Cell Fractionation & Ultracentrifugation (AQA A-Level Biology): Revision Notes
Cell Fractionation & Ultracentrifugation
What is cell fractionation?
Cell fractionation is a laboratory technique that allows scientists to break apart cells and separate their different organelles into distinct fractions. This process is essential when researchers need to study the structure and function of specific cellular components in isolation, rather than within the complex environment of an intact cell.
To obtain meaningful results from cell fractionation, scientists need large quantities of isolated organelles. This technique has revolutionised our understanding of cellular biology by enabling detailed analysis of what individual organelles actually do.

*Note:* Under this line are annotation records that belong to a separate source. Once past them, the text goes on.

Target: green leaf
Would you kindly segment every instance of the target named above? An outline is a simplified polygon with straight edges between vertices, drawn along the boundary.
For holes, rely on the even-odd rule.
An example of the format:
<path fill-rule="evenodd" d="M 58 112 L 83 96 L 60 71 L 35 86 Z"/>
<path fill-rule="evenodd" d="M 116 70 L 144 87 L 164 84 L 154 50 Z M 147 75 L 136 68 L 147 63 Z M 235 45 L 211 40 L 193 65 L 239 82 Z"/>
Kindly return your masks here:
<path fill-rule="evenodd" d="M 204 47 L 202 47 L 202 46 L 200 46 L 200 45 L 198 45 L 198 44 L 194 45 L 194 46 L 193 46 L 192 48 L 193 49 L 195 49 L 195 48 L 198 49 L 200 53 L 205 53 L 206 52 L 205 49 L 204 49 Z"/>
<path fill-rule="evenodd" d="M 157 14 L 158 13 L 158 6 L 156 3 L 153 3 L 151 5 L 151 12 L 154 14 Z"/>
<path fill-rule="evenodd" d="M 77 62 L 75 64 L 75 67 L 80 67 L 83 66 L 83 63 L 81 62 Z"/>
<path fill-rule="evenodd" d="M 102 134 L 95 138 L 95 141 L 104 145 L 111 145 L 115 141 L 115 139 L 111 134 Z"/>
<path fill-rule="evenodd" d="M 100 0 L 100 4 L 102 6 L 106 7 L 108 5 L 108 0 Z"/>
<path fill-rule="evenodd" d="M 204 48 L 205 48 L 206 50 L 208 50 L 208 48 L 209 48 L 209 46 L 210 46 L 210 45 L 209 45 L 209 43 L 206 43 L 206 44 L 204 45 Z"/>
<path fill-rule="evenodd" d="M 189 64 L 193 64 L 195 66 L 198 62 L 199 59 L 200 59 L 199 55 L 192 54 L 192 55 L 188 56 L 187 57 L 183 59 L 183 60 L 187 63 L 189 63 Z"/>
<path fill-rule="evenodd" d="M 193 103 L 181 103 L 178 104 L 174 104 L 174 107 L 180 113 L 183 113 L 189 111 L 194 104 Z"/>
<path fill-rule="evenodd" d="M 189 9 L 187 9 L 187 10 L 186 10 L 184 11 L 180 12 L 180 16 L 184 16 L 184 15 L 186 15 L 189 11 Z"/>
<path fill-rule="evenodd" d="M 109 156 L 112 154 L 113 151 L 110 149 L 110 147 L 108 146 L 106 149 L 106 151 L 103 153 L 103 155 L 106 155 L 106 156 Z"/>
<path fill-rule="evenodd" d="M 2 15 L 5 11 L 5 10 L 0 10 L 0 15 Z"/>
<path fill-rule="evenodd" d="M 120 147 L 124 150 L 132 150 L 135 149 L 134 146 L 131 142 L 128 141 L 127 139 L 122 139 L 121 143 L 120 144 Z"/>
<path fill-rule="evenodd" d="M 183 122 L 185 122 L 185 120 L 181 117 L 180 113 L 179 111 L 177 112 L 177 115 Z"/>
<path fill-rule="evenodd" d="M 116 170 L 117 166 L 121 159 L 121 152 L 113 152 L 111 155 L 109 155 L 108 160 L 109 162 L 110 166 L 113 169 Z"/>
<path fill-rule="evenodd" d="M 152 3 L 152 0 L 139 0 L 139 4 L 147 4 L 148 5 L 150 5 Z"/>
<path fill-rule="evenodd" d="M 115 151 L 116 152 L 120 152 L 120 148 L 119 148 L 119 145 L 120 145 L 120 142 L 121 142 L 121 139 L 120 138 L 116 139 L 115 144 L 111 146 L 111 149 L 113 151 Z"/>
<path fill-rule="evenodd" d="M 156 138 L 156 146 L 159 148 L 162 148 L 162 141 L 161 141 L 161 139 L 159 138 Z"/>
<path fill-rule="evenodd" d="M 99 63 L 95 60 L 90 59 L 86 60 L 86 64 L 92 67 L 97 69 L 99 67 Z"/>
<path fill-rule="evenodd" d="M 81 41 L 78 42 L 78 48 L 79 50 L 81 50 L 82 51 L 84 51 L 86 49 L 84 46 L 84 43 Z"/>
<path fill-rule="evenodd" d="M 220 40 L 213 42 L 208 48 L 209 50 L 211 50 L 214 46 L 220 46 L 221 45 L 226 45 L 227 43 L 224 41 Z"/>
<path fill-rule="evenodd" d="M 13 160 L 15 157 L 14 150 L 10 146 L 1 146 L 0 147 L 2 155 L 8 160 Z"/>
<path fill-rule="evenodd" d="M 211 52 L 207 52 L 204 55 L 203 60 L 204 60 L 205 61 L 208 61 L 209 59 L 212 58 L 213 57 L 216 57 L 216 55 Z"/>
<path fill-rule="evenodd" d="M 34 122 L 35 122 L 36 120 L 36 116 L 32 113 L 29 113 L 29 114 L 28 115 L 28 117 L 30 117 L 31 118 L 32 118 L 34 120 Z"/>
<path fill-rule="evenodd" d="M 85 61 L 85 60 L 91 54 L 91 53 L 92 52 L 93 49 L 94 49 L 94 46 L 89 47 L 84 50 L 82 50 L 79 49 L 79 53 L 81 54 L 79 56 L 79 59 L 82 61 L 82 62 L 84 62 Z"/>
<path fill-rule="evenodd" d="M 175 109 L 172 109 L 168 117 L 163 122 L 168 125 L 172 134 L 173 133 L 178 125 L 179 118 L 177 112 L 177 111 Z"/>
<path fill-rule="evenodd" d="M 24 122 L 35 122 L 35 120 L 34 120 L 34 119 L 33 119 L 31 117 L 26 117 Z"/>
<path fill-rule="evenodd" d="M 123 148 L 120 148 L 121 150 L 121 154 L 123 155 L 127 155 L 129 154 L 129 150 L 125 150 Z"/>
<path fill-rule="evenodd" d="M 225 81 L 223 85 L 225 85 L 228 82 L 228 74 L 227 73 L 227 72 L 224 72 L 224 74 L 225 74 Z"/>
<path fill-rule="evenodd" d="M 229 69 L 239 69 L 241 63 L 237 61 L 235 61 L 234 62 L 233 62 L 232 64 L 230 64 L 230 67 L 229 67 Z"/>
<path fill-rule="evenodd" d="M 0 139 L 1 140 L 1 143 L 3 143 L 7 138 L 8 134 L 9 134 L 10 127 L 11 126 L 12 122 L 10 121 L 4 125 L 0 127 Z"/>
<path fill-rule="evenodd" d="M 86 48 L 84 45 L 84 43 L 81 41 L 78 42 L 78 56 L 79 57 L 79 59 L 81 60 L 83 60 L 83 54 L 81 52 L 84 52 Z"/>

Cell fractionation is particularly valuable because it allows scientists to study organelles without the interference of other cellular components, providing clearer insights into their specific functions and biochemical processes.
Prerequisites for successful cell fractionation
Before beginning cell fractionation, the tissue sample must be placed in a carefully prepared solution with three important characteristics:
Critical Solution Requirements:
The solution must be cold to reduce enzyme activity that could break down and damage the organelles during the separation process. It must have the same water potential as the tissue to prevent organelles from bursting or shrinking due to osmotic water movement. Finally, it must be buffered to maintain a stable pH, since changes in acidity could alter organelle structure or affect enzyme function.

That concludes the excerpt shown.